Pharmaceutical companies AstraZeneca and Bristol-Myers Squibb have revealed disappointing results for the type 2 diabetes drug Onglyza .
Onglyza (saxagliptin) is part of a class of medicines known as dipeptidyl peptidase-4 (DPP-4) inhibitors, or gliptins, which aid blood glucose control by boosting the amount of insulin secreted by the pancreas and decreasing the body’s release of glucagon.
To test the drug’s effects on heart health, a large clinical study was conducted which it was hoped would demonstrate Onglyza’s superiority to a placebo at reducing the risk of cardiovascular events, such as heart attack and stroke .
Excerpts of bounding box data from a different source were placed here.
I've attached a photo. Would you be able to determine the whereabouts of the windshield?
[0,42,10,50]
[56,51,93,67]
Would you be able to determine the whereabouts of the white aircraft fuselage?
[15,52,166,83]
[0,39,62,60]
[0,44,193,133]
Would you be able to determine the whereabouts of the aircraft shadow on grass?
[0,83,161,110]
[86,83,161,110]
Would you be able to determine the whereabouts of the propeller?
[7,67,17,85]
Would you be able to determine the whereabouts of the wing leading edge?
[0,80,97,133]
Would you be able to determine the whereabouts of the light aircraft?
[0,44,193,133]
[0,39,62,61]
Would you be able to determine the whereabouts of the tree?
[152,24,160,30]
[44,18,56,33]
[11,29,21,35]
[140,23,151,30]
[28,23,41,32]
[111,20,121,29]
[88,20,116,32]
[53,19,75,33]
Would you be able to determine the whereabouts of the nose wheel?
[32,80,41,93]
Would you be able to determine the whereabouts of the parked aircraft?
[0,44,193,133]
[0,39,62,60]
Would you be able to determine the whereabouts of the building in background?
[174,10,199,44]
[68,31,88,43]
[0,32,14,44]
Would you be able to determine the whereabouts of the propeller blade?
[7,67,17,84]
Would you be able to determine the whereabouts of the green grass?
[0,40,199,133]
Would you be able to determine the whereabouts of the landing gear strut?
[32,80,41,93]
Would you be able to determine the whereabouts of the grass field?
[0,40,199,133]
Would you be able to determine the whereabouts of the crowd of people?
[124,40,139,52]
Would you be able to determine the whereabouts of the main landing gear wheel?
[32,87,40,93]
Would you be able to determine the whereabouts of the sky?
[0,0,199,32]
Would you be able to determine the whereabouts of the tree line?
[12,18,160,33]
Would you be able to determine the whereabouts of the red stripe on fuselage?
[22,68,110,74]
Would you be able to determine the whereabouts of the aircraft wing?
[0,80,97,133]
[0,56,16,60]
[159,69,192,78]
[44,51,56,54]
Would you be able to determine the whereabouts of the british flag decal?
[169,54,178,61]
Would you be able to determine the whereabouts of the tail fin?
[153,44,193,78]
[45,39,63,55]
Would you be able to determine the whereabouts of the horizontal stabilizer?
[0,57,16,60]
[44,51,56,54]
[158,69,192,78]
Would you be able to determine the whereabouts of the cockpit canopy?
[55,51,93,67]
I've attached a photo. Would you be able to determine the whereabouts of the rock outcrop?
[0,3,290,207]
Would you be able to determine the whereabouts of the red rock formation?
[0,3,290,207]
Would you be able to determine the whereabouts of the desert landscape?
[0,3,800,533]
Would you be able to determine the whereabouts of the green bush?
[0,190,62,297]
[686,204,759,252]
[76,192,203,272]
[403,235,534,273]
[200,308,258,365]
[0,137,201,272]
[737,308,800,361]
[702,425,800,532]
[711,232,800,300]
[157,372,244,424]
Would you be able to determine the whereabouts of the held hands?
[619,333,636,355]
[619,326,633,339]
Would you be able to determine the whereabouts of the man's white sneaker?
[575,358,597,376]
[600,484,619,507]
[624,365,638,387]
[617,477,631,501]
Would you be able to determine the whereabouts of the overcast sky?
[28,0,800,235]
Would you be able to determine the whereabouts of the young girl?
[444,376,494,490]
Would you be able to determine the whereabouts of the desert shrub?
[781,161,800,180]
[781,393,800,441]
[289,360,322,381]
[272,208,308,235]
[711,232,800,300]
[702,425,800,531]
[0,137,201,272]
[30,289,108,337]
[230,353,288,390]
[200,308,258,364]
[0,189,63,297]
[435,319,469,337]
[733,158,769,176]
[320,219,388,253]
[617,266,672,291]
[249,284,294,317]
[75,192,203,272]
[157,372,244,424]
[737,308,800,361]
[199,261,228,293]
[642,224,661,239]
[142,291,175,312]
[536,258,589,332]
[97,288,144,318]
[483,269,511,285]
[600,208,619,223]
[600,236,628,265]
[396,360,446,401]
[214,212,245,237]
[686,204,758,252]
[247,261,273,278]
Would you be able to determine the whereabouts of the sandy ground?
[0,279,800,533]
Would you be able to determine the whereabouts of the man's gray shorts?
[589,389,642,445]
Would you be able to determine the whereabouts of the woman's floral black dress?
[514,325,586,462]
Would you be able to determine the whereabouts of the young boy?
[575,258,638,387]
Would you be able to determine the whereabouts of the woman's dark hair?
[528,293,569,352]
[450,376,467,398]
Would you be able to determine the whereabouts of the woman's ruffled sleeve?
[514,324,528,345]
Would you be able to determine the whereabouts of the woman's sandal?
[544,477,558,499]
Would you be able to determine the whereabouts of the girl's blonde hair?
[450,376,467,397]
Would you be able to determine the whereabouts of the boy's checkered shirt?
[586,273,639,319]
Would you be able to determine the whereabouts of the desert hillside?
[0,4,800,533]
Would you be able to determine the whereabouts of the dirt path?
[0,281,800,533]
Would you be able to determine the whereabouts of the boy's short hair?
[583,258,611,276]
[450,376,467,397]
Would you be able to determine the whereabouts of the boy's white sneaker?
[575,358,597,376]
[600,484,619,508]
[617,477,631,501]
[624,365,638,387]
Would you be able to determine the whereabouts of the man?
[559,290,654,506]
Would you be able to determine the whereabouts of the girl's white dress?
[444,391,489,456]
But AstraZeneca and BMS, which jointly sell several diabetes drugs, announced this week that preliminary results from the so-called SAVOR trial showed that diabetic patients taking Onglyza had no fewer adverse cardiovascular events than those on placebo.
The clinical trial evaluated adult type 2 diabetes patients with either a history of established cardiovascular disease or multiple risk factors .
Researchers found that while Onglyza achieved the primary safety objective of non-inferiority for cardiovascular outcomes when added to a patient’s current standard of care, it ultimately failed to meet the primary efficacy objective of superiority compared to placebo.
Full detailed findings of the phase IV SAVOR (Saxagliptin Assessment of Vascular Outcomes Recorded in Patients with Diabetes Mellitus) clinical trial will be submitted to the European Society of Cardiology (ESC) for potential presentation at the ESC Congress in September.